Judy then convinces Nick to go with her to a high class soiree because she has a feeling this snake (Ke Huy Quan) is looking to maybe steal Lynxley’s journal. They aren’t wrong, but the snake insists he needs the journal to allow his family to come home, and during the scuffle, Nick and Judy are framed for helping the snake commit a crime, making them wanted fugitives. But there’s more going on than meets the eye, as Judy and Nick look into the case, her heroic idealism meeting resistance from his cynical pragmatism. Is the snake a criminal? Why aren’t there any other snakes in Zootopia? And what does that have to do with Lynxley’s rich and powerful descendants?
I said above that the first movie worked for me as well as it did due to an anti-racism theme that I wasn’t quite expecting. Obviously, going the same thing again wouldn’t quite work out as well, but the movie does do a little in that direction in the treatment of reptiles in general and snakes in particular within the city limits of Zootopia. If anything, this movie decides to make Nick the one who is in over his head this time instead of the more earnest Judy. It isn’t the sort of role that fits Nick all that well, but the movie still has some clever ideas and good gags. I didn’t care much for a new paranoid conspiracy theorist character, podcasting beaver Nibbles Maplestick (Fortune Feimster), and Quan’s Gary is a rather one-note character at times, but the movie is still fun.

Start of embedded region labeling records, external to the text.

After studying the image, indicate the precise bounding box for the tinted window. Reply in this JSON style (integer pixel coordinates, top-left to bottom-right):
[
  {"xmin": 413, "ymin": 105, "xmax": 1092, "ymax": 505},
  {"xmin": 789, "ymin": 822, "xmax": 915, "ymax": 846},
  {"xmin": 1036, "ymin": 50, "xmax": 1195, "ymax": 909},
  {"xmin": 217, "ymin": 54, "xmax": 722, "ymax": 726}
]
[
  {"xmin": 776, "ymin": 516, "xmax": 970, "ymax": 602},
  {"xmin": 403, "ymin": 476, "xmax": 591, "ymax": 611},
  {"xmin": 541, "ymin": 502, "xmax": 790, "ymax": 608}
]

If anything, the lack of the strong message that the original movie had disappointed me more than anything. There’s something there about how the rich make their money that maybe won’t work coming from any large media company, but overall, this one was just a fun movie and not much else from where I was sitting that the first movie didn’t do better. Did I need a Disney movie that somehow references, among others, both Ratatouille and The Shining? Well, not really. It’s fun, there’s a post-credits scene to tease a third movie, and that’s about all I have to say about it.